Das letzte Quäntchen fehlt
Real ging diese Qualität gegen die Kleinen zu oft ab. Die Meisterjahre unter Mourinho (2011/12) und Zidane (2016/17) waren ohne Zweifel außergewöhnliche Spielzeiten, doch sie stellten die Ausnahmen der Regel dar. Gegen die Kleinen verlor man zu oft zu schnell den Kopf und stand am Ende mit leeren Händen da. Beispiele? 0:1 gegen Betis, 1:2 gegen Liga-Neuling Girona, 0:1 gegen Villarreal, 0:1 gegen Espanyol – alles aus dieser Spielzeit. Zwar verfügt man mittlerweile auch über ein über Jahre hinweg gewachsenes Gerüst aus absoluten Top-Spielern, doch über die gesamte Saison hinweg fehlt oftmals das letzte Quäntchen. Welche Schlüsse lassen sich daraus für die Königlichen also ziehen? Muss man den FC Barcelona „kopieren“ und ein ähnliches, den ganzen Verein umfassendes (Spiel)System bestimmen, das sich durch jegliche Ebenen zieht?

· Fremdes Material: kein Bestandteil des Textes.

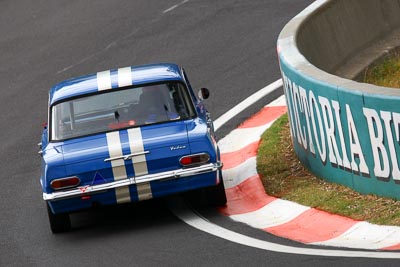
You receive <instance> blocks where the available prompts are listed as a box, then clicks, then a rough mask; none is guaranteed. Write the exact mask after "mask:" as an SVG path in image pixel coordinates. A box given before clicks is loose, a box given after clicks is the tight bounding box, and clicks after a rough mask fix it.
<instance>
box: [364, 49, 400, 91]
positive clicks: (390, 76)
mask: <svg viewBox="0 0 400 267" xmlns="http://www.w3.org/2000/svg"><path fill="white" fill-rule="evenodd" d="M364 82H366V83H371V84H375V85H378V86H384V87H392V88H400V53H395V54H394V55H393V56H392V57H389V58H387V59H385V60H384V61H383V62H382V63H381V64H378V65H376V66H374V67H373V68H371V69H368V70H367V71H366V74H365V78H364Z"/></svg>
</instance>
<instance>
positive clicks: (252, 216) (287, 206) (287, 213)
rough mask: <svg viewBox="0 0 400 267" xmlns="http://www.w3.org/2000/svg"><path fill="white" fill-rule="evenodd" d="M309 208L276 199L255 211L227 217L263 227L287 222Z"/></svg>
mask: <svg viewBox="0 0 400 267" xmlns="http://www.w3.org/2000/svg"><path fill="white" fill-rule="evenodd" d="M309 209H310V207H306V206H303V205H300V204H297V203H294V202H290V201H287V200H282V199H277V200H274V201H272V202H271V203H269V204H268V205H265V206H264V207H262V208H260V209H258V210H256V211H253V212H248V213H244V214H240V215H231V216H229V217H230V218H231V219H233V220H235V221H238V222H242V223H245V224H248V225H250V226H252V227H254V228H258V229H265V228H268V227H273V226H277V225H281V224H284V223H287V222H289V221H291V220H293V219H294V218H296V217H297V216H299V215H300V214H302V213H303V212H305V211H307V210H309Z"/></svg>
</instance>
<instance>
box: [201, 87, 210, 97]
mask: <svg viewBox="0 0 400 267" xmlns="http://www.w3.org/2000/svg"><path fill="white" fill-rule="evenodd" d="M198 96H199V98H200V99H201V100H204V99H207V98H209V97H210V91H209V90H208V89H207V88H201V89H200V90H199V93H198Z"/></svg>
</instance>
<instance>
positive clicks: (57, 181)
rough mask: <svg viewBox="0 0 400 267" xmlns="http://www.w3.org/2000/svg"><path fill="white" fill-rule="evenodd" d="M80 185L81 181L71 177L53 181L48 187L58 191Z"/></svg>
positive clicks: (76, 178)
mask: <svg viewBox="0 0 400 267" xmlns="http://www.w3.org/2000/svg"><path fill="white" fill-rule="evenodd" d="M80 183H81V180H80V179H79V178H78V177H76V176H73V177H67V178H61V179H55V180H53V181H51V183H50V186H51V187H52V188H53V189H54V190H60V189H65V188H70V187H75V186H78V185H79V184H80Z"/></svg>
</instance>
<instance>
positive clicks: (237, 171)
mask: <svg viewBox="0 0 400 267" xmlns="http://www.w3.org/2000/svg"><path fill="white" fill-rule="evenodd" d="M256 160H257V158H256V157H252V158H249V159H247V160H246V161H245V162H243V163H242V164H240V165H238V166H236V167H234V168H231V169H227V170H225V169H222V177H223V179H224V185H225V189H229V188H232V187H235V186H237V185H239V184H241V183H242V182H243V181H245V180H247V179H248V178H250V177H252V176H254V175H257V169H256V167H257V166H256Z"/></svg>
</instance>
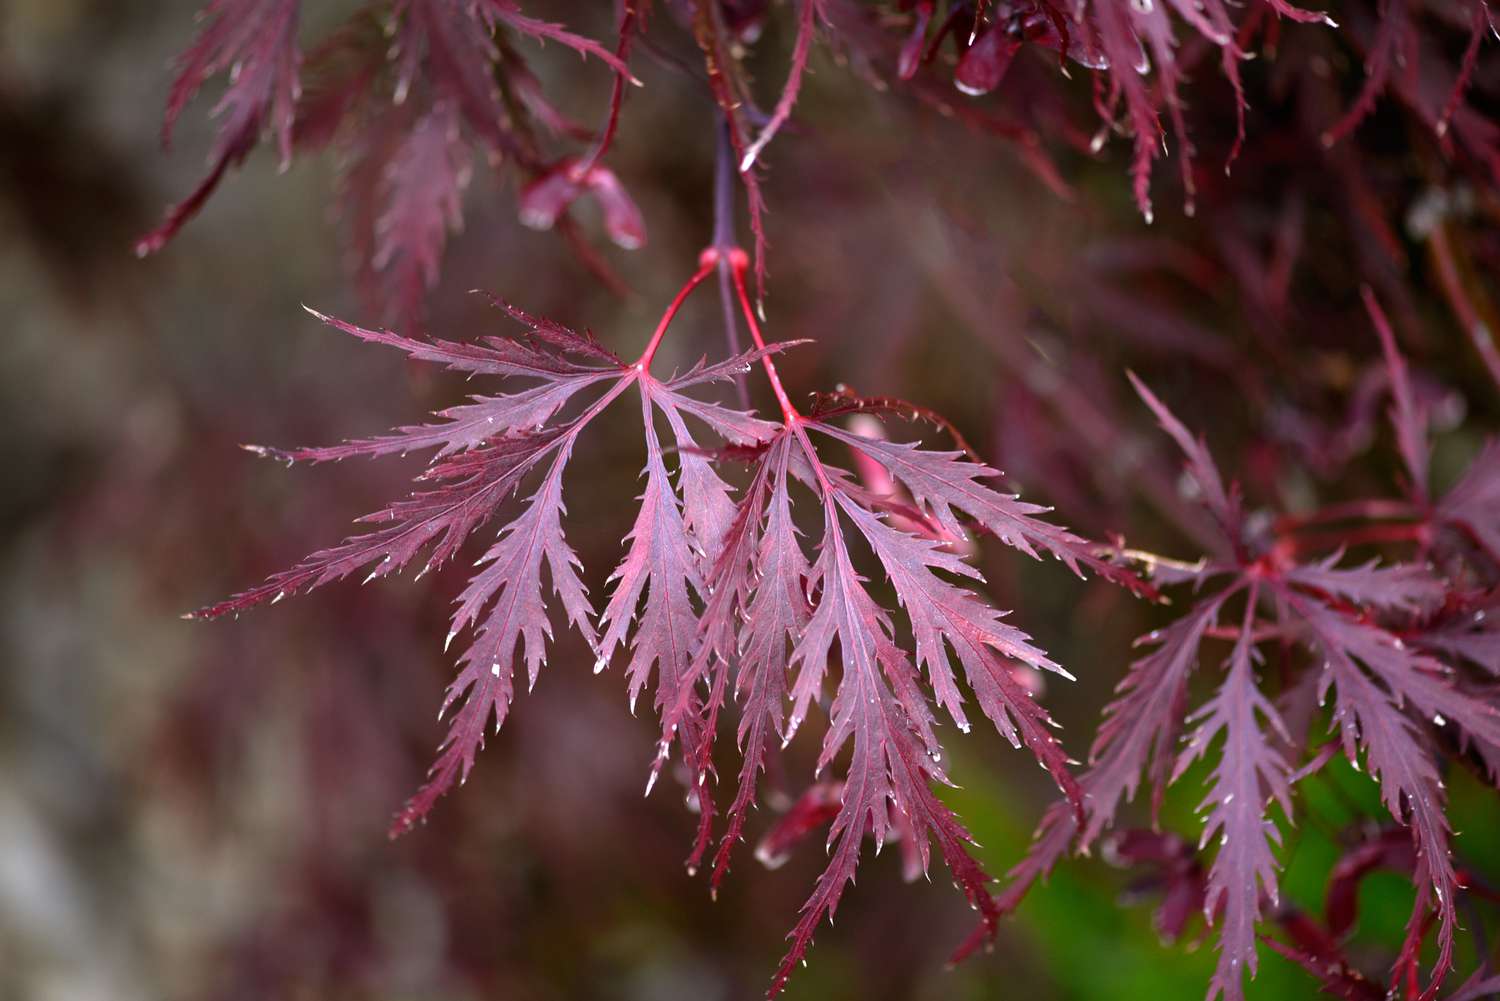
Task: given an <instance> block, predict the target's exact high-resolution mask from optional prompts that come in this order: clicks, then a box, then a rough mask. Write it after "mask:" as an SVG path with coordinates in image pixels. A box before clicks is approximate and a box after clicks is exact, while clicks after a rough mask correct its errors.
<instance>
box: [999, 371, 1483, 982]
mask: <svg viewBox="0 0 1500 1001" xmlns="http://www.w3.org/2000/svg"><path fill="white" fill-rule="evenodd" d="M1136 387H1137V390H1139V392H1140V395H1142V398H1143V399H1145V401H1146V404H1148V407H1149V408H1151V410H1152V413H1154V414H1155V416H1157V419H1158V422H1160V423H1161V426H1163V428H1164V429H1166V431H1167V432H1169V434H1170V435H1172V437H1173V438H1175V440H1176V441H1178V444H1179V446H1181V449H1182V452H1184V456H1185V459H1187V473H1188V476H1191V477H1193V480H1194V482H1196V486H1197V497H1199V501H1200V503H1202V504H1203V507H1206V509H1208V510H1209V512H1211V513H1212V515H1214V518H1215V521H1217V522H1218V525H1220V528H1221V531H1223V534H1224V542H1226V545H1224V546H1223V548H1221V549H1220V551H1218V554H1217V555H1215V557H1212V558H1205V560H1202V561H1200V563H1199V564H1182V567H1181V569H1178V570H1175V572H1173V575H1172V576H1170V579H1172V582H1179V584H1181V582H1193V585H1194V588H1196V590H1197V591H1200V593H1202V596H1200V597H1199V599H1196V602H1194V605H1193V608H1191V611H1190V612H1188V614H1187V615H1184V617H1181V618H1179V620H1176V621H1175V623H1172V624H1170V626H1167V627H1166V629H1161V630H1158V632H1154V633H1151V635H1148V636H1145V638H1143V639H1142V642H1146V644H1151V645H1154V647H1155V651H1154V653H1151V654H1148V656H1145V657H1142V659H1140V660H1137V662H1136V663H1134V665H1131V669H1130V672H1128V674H1127V675H1125V680H1124V681H1122V683H1121V687H1119V695H1118V698H1116V699H1115V701H1113V702H1112V704H1110V705H1109V707H1107V708H1106V717H1104V722H1103V725H1101V728H1100V732H1098V738H1097V741H1095V746H1094V750H1092V753H1091V762H1089V770H1088V771H1085V773H1083V774H1082V776H1080V777H1079V785H1080V786H1082V789H1083V803H1085V807H1083V821H1082V822H1079V819H1077V818H1076V816H1074V815H1073V813H1071V812H1070V810H1068V809H1065V806H1064V804H1058V806H1056V807H1053V809H1052V810H1050V812H1049V813H1047V816H1046V818H1044V821H1043V825H1041V830H1040V831H1038V837H1037V842H1035V845H1034V849H1032V854H1031V855H1029V857H1028V860H1026V861H1023V863H1022V864H1020V866H1019V867H1017V869H1016V872H1014V873H1013V876H1014V882H1013V887H1011V888H1010V890H1008V891H1007V893H1005V894H1002V903H1004V905H1005V906H1013V905H1014V903H1016V902H1019V899H1020V896H1022V894H1023V893H1025V891H1026V888H1028V887H1029V885H1031V884H1032V882H1035V879H1038V878H1040V876H1044V875H1046V873H1047V872H1049V870H1050V869H1052V866H1053V864H1056V861H1058V860H1059V858H1061V857H1062V855H1064V854H1067V852H1068V851H1070V848H1077V849H1080V851H1083V849H1088V848H1089V845H1092V843H1094V842H1095V840H1097V839H1098V837H1100V834H1101V833H1103V831H1104V830H1106V828H1109V827H1110V825H1113V824H1115V819H1116V815H1118V810H1119V807H1121V806H1122V803H1124V801H1125V800H1130V798H1131V797H1133V795H1134V794H1136V791H1137V789H1139V786H1140V783H1142V777H1143V774H1145V776H1149V779H1151V783H1152V786H1154V806H1160V801H1161V795H1163V791H1164V789H1166V786H1167V785H1169V783H1172V782H1173V780H1176V779H1178V777H1179V776H1181V774H1182V773H1184V770H1185V768H1187V765H1188V764H1191V762H1193V761H1194V759H1197V758H1202V756H1208V755H1209V749H1211V746H1212V744H1214V743H1215V741H1221V746H1220V750H1218V756H1217V765H1215V768H1214V771H1212V776H1211V788H1209V792H1208V797H1206V798H1205V800H1203V807H1202V809H1205V810H1206V812H1208V819H1206V824H1205V827H1203V840H1205V845H1208V843H1209V842H1211V840H1212V839H1215V837H1217V840H1218V849H1217V852H1215V854H1214V861H1212V866H1211V869H1209V875H1208V887H1206V893H1205V900H1203V908H1205V918H1206V920H1208V921H1209V923H1211V924H1217V926H1218V930H1220V962H1218V968H1217V969H1215V974H1214V980H1212V983H1211V989H1209V993H1211V996H1215V995H1220V993H1223V995H1224V996H1226V998H1230V999H1232V1001H1233V999H1238V998H1241V996H1244V995H1242V989H1244V987H1242V978H1244V975H1242V974H1244V971H1247V969H1248V971H1250V972H1254V969H1256V938H1257V933H1256V926H1257V923H1259V920H1260V917H1262V899H1269V900H1271V902H1272V903H1275V902H1277V899H1278V893H1277V882H1278V872H1280V864H1278V861H1277V857H1275V846H1277V845H1278V843H1280V831H1278V828H1277V825H1275V822H1274V819H1272V818H1271V816H1269V812H1268V807H1269V804H1271V803H1277V804H1280V806H1281V810H1283V813H1284V815H1286V816H1289V818H1290V816H1292V801H1290V785H1292V768H1293V765H1295V762H1293V761H1292V759H1289V758H1287V750H1289V749H1292V747H1298V746H1299V743H1298V741H1295V740H1293V738H1292V735H1290V734H1289V732H1287V731H1286V726H1284V723H1283V719H1281V711H1280V710H1278V707H1277V705H1275V704H1274V702H1272V701H1271V696H1269V695H1266V693H1265V692H1263V690H1262V684H1260V681H1259V680H1257V677H1256V666H1254V665H1256V660H1257V656H1259V647H1260V645H1262V644H1265V642H1272V641H1274V642H1277V644H1278V645H1280V648H1283V650H1286V648H1287V647H1289V645H1290V647H1295V648H1301V650H1302V651H1304V656H1305V659H1307V662H1308V665H1310V666H1308V668H1307V669H1308V671H1311V672H1313V675H1314V680H1316V684H1314V686H1298V687H1295V689H1292V690H1290V692H1289V696H1295V698H1316V699H1319V702H1322V699H1323V698H1325V696H1328V695H1332V699H1334V701H1332V705H1334V708H1332V720H1334V725H1335V726H1337V728H1338V732H1340V738H1341V744H1343V749H1344V752H1346V753H1347V755H1349V758H1350V759H1352V761H1356V762H1358V759H1361V758H1362V759H1364V761H1365V764H1367V765H1368V770H1370V773H1371V774H1373V777H1374V779H1376V780H1377V782H1379V783H1380V788H1382V797H1383V800H1385V804H1386V807H1388V809H1389V810H1391V815H1392V816H1394V818H1395V819H1397V821H1398V822H1401V824H1406V825H1407V828H1409V830H1410V837H1412V840H1413V845H1415V849H1416V857H1418V858H1419V860H1421V861H1419V864H1418V867H1416V873H1415V878H1416V882H1418V890H1419V891H1418V900H1416V906H1415V909H1413V915H1412V923H1410V926H1409V936H1407V942H1406V945H1404V948H1403V954H1401V957H1400V960H1398V965H1401V966H1403V968H1407V969H1412V971H1415V969H1416V963H1418V960H1419V947H1421V941H1422V938H1424V933H1425V929H1427V914H1428V911H1430V909H1433V911H1436V914H1437V918H1439V956H1437V962H1436V966H1434V971H1433V977H1431V984H1433V987H1431V990H1436V987H1437V984H1439V983H1440V981H1442V978H1443V975H1445V974H1446V972H1448V971H1449V968H1451V966H1452V944H1454V927H1455V909H1454V897H1455V894H1457V891H1458V879H1457V876H1455V872H1454V866H1452V861H1451V845H1449V839H1451V831H1449V825H1448V819H1446V815H1445V792H1443V783H1442V779H1440V758H1439V752H1437V749H1436V746H1434V741H1433V731H1434V729H1443V728H1446V729H1449V731H1451V732H1452V734H1454V735H1455V738H1457V741H1458V744H1460V747H1470V749H1473V752H1475V753H1476V755H1478V756H1479V759H1481V761H1482V762H1484V767H1485V768H1487V771H1488V773H1490V777H1491V780H1496V779H1500V744H1497V741H1500V710H1497V707H1496V705H1494V702H1493V699H1490V698H1487V696H1484V695H1481V693H1478V690H1475V689H1473V687H1472V686H1469V684H1466V683H1464V680H1463V678H1461V674H1460V671H1458V669H1457V666H1455V665H1452V663H1445V662H1442V660H1439V659H1437V657H1434V656H1431V654H1430V653H1424V651H1422V650H1416V648H1413V647H1410V645H1407V644H1406V642H1403V639H1401V638H1400V636H1398V635H1397V632H1395V629H1397V624H1398V623H1407V621H1410V620H1412V618H1413V617H1422V615H1427V614H1431V612H1433V609H1436V608H1437V606H1439V605H1440V603H1442V602H1443V597H1445V588H1443V584H1442V582H1440V581H1439V579H1437V578H1436V576H1434V575H1433V572H1431V569H1428V567H1424V566H1418V564H1395V566H1377V564H1376V563H1374V561H1371V563H1365V564H1362V566H1343V563H1341V561H1343V552H1341V551H1335V552H1332V554H1329V555H1326V557H1322V558H1310V560H1298V552H1296V549H1295V548H1292V546H1289V545H1268V543H1266V542H1265V540H1257V539H1256V537H1254V533H1253V531H1251V530H1250V527H1248V525H1247V524H1245V516H1244V513H1242V507H1241V501H1239V495H1238V491H1236V489H1235V488H1233V486H1226V479H1224V477H1223V474H1221V473H1220V470H1218V465H1217V464H1215V461H1214V458H1212V455H1211V453H1209V450H1208V447H1206V446H1205V443H1203V441H1202V440H1199V438H1194V437H1193V435H1191V434H1190V432H1188V431H1187V428H1185V426H1184V425H1182V423H1181V422H1179V420H1178V419H1176V417H1175V416H1173V414H1172V413H1170V410H1167V407H1166V405H1164V404H1163V402H1161V401H1158V399H1157V398H1155V396H1154V395H1152V393H1151V392H1149V390H1148V389H1146V387H1145V386H1143V384H1140V383H1139V381H1137V383H1136ZM1395 398H1397V404H1395V408H1394V410H1395V413H1397V417H1398V420H1412V417H1410V411H1409V404H1404V402H1403V395H1401V390H1398V392H1397V396H1395ZM1400 440H1401V446H1400V447H1401V450H1403V453H1406V455H1407V456H1409V462H1410V465H1412V468H1413V470H1418V468H1422V458H1421V455H1419V452H1418V450H1416V446H1415V444H1413V443H1415V441H1416V438H1415V437H1412V435H1407V437H1404V438H1400ZM1424 447H1425V446H1424ZM1224 554H1233V555H1229V557H1226V555H1224ZM1230 602H1235V603H1239V605H1241V606H1242V611H1241V612H1239V615H1238V618H1239V626H1238V627H1236V629H1229V630H1226V629H1224V627H1223V626H1221V621H1220V620H1221V614H1223V611H1224V608H1226V605H1229V603H1230ZM1218 638H1226V639H1230V641H1232V642H1233V647H1232V650H1230V656H1229V663H1227V672H1226V675H1224V678H1223V681H1221V683H1220V686H1218V690H1217V693H1215V695H1214V696H1212V698H1211V699H1209V701H1208V702H1205V704H1203V705H1202V707H1200V708H1197V710H1191V711H1190V687H1188V681H1190V678H1191V675H1193V674H1194V672H1196V671H1197V669H1199V662H1200V648H1202V645H1203V644H1205V642H1208V641H1209V639H1218ZM1467 638H1469V630H1464V632H1458V635H1457V638H1455V639H1457V641H1458V642H1466V641H1467ZM1440 645H1442V644H1439V642H1433V644H1431V647H1433V648H1440ZM1185 723H1196V728H1194V729H1193V732H1191V734H1190V737H1188V743H1187V747H1185V749H1184V750H1182V753H1181V755H1178V759H1176V764H1175V765H1173V764H1172V756H1173V747H1175V744H1176V743H1178V740H1179V737H1181V734H1182V728H1184V725H1185Z"/></svg>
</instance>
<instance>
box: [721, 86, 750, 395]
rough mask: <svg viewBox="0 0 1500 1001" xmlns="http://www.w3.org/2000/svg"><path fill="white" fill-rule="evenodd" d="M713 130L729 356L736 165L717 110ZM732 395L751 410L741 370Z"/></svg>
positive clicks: (721, 299)
mask: <svg viewBox="0 0 1500 1001" xmlns="http://www.w3.org/2000/svg"><path fill="white" fill-rule="evenodd" d="M715 119H717V128H715V129H714V135H715V140H714V249H715V251H718V303H720V308H721V309H723V315H724V342H726V344H727V347H729V354H730V357H733V356H736V354H739V323H738V321H736V320H735V296H733V278H732V276H730V275H729V252H730V251H732V249H733V248H735V164H733V156H735V150H733V140H732V138H730V135H729V119H726V117H724V113H723V111H717V116H715ZM735 398H736V399H738V402H739V408H741V410H750V386H748V384H747V383H745V377H744V372H736V374H735Z"/></svg>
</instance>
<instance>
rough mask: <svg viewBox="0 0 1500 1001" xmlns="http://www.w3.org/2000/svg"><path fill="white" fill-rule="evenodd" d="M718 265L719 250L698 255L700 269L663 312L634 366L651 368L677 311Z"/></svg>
mask: <svg viewBox="0 0 1500 1001" xmlns="http://www.w3.org/2000/svg"><path fill="white" fill-rule="evenodd" d="M717 266H718V251H715V249H714V248H708V249H706V251H703V252H702V254H700V255H699V257H697V270H696V272H693V276H691V278H688V279H687V284H685V285H682V288H679V290H678V293H676V296H675V297H673V299H672V302H670V303H669V305H667V308H666V312H664V314H661V323H658V324H657V329H655V333H652V335H651V341H649V342H648V344H646V350H645V351H642V353H640V357H639V359H636V363H634V368H637V369H640V371H642V372H643V371H646V369H649V368H651V359H654V357H655V350H657V348H658V347H660V345H661V338H663V336H666V329H667V327H670V326H672V320H675V318H676V311H678V309H681V308H682V303H684V302H687V297H688V296H691V294H693V290H694V288H697V287H699V285H702V284H703V279H705V278H708V276H709V273H712V270H714V269H715V267H717Z"/></svg>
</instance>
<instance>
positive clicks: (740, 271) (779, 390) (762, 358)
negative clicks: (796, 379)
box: [729, 248, 802, 425]
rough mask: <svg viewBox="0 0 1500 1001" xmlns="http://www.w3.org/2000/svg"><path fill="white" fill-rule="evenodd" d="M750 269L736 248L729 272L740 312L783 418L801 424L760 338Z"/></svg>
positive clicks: (744, 259)
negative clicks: (745, 282) (746, 270)
mask: <svg viewBox="0 0 1500 1001" xmlns="http://www.w3.org/2000/svg"><path fill="white" fill-rule="evenodd" d="M748 267H750V257H748V255H747V254H745V252H744V251H741V249H739V248H735V249H732V251H730V252H729V270H730V272H732V275H733V279H735V294H736V296H738V297H739V311H741V312H742V314H744V318H745V324H748V327H750V338H751V339H753V341H754V345H756V347H757V348H760V351H762V354H760V365H762V368H765V377H766V378H768V380H769V381H771V390H772V392H774V393H775V402H778V404H780V405H781V416H783V417H784V419H786V423H787V425H793V423H799V422H801V420H802V414H801V413H798V410H796V407H793V405H792V401H790V398H787V395H786V389H784V387H783V386H781V377H780V375H778V374H777V371H775V362H772V360H771V354H769V353H768V351H766V347H765V338H762V336H760V324H759V323H756V318H754V308H753V306H751V305H750V293H747V291H745V270H748Z"/></svg>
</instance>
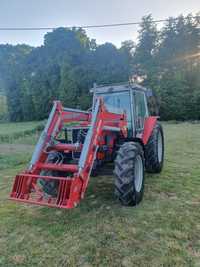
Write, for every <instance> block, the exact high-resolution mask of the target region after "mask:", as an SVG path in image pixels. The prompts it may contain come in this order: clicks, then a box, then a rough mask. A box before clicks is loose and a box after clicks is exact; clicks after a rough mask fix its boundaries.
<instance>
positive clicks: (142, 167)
mask: <svg viewBox="0 0 200 267" xmlns="http://www.w3.org/2000/svg"><path fill="white" fill-rule="evenodd" d="M143 171H144V170H143V161H142V158H141V156H140V155H138V156H137V157H136V159H135V180H134V183H135V190H136V191H137V192H140V191H141V188H142V182H143Z"/></svg>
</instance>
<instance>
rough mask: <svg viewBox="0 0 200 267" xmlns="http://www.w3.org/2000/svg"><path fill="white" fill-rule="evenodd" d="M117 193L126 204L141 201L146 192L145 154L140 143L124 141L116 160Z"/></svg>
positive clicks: (131, 205)
mask: <svg viewBox="0 0 200 267" xmlns="http://www.w3.org/2000/svg"><path fill="white" fill-rule="evenodd" d="M114 174H115V177H116V178H115V195H116V196H117V198H118V199H119V201H120V202H121V203H122V204H123V205H125V206H135V205H137V204H139V203H140V201H141V200H142V198H143V192H144V155H143V149H142V147H141V145H140V144H138V143H135V142H127V143H124V144H123V145H122V146H121V147H120V149H119V151H118V153H117V157H116V160H115V169H114Z"/></svg>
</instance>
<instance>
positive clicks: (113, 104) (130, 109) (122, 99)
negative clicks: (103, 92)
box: [100, 91, 131, 129]
mask: <svg viewBox="0 0 200 267" xmlns="http://www.w3.org/2000/svg"><path fill="white" fill-rule="evenodd" d="M100 95H101V97H102V98H103V100H104V104H105V106H106V108H107V110H108V111H109V112H113V113H124V112H125V113H126V115H127V121H128V128H129V129H130V128H131V104H130V92H128V91H127V92H117V93H116V92H114V93H105V94H100Z"/></svg>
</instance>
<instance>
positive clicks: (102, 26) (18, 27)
mask: <svg viewBox="0 0 200 267" xmlns="http://www.w3.org/2000/svg"><path fill="white" fill-rule="evenodd" d="M190 18H193V19H196V18H199V19H200V16H193V17H190ZM178 19H179V18H174V20H178ZM167 21H169V19H160V20H153V21H152V23H160V22H167ZM140 24H141V21H140V22H125V23H112V24H100V25H83V26H68V27H67V26H65V27H63V28H83V29H91V28H108V27H122V26H131V25H140ZM61 27H62V26H61ZM57 28H59V27H0V31H46V30H55V29H57Z"/></svg>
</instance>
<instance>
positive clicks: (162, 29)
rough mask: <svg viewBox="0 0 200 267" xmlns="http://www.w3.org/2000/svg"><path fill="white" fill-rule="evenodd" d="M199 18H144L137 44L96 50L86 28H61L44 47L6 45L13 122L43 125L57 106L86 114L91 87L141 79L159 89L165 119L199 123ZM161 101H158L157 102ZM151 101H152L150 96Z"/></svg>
mask: <svg viewBox="0 0 200 267" xmlns="http://www.w3.org/2000/svg"><path fill="white" fill-rule="evenodd" d="M199 26H200V17H198V16H196V17H195V18H194V17H192V16H191V15H188V16H186V17H184V16H179V17H178V18H169V20H168V21H167V22H166V23H165V25H164V26H163V27H162V28H161V29H158V28H157V25H156V24H155V23H154V22H153V18H152V16H151V15H148V16H145V17H143V19H142V22H141V25H140V28H139V31H138V42H137V44H135V43H133V42H132V41H125V42H123V43H122V45H121V47H120V48H116V47H115V46H114V45H113V44H111V43H105V44H101V45H98V44H97V43H96V41H95V40H94V39H90V38H89V37H88V36H87V34H86V32H85V31H84V30H83V29H81V28H72V29H67V28H58V29H56V30H54V31H52V32H49V33H47V34H46V35H45V36H44V44H43V45H42V46H40V47H30V46H28V45H24V44H23V45H16V46H13V45H9V44H7V45H0V91H3V92H4V94H5V95H6V99H7V107H8V119H9V120H10V121H26V120H40V119H44V118H46V117H47V116H48V113H49V111H50V109H51V106H52V102H53V100H55V99H59V100H61V101H62V102H63V105H64V106H67V107H75V108H77V107H78V108H82V109H87V108H89V107H90V106H91V95H90V94H89V89H90V88H91V87H92V86H93V83H97V84H103V83H106V84H107V83H118V82H125V81H128V80H130V79H135V80H137V81H138V82H140V83H141V84H143V85H144V86H146V87H147V88H151V89H153V90H154V92H155V95H156V102H157V103H158V104H159V109H160V115H161V118H162V119H163V120H199V119H200V108H199V106H200V32H199V31H200V29H199ZM154 100H155V98H154ZM150 102H152V99H150Z"/></svg>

Zumindest scheint es überlegenswert, sich aus Madrider Sicht noch konsequenter zu bestimmten Spielstilen, zu einer bestimmten Art, Fußball zu spielen, zu bekennen, um noch gezielter die passenden Spieler dafür auswählen zu können beziehungsweise gewisse Automatismen und Abläufe zu entwickeln. In den vergangenen Jahre setzte man bereits auf eine gezieltere und nachhaltigere Transferpolitik, auch die Nachwuchsarbeit in „la Fábrica“ befindet sich auf absolutem Top-Niveau. Es gilt jedoch, genannte Faktoren in ein noch umfassenderes systematisches Gesamtkonstrukt zu packen, eine noch klarere und vollumfänglich definierte Gesamtstrategie für den Verein zu etablieren, um in den entscheidenden Momenten auf vertraute Abläufe zurückgreifen zu können. Und diese können – das hat der FC Barcelona in den vergangenen Jahren zuhauf bewiesen – auf lange Sicht den Unterschied markieren.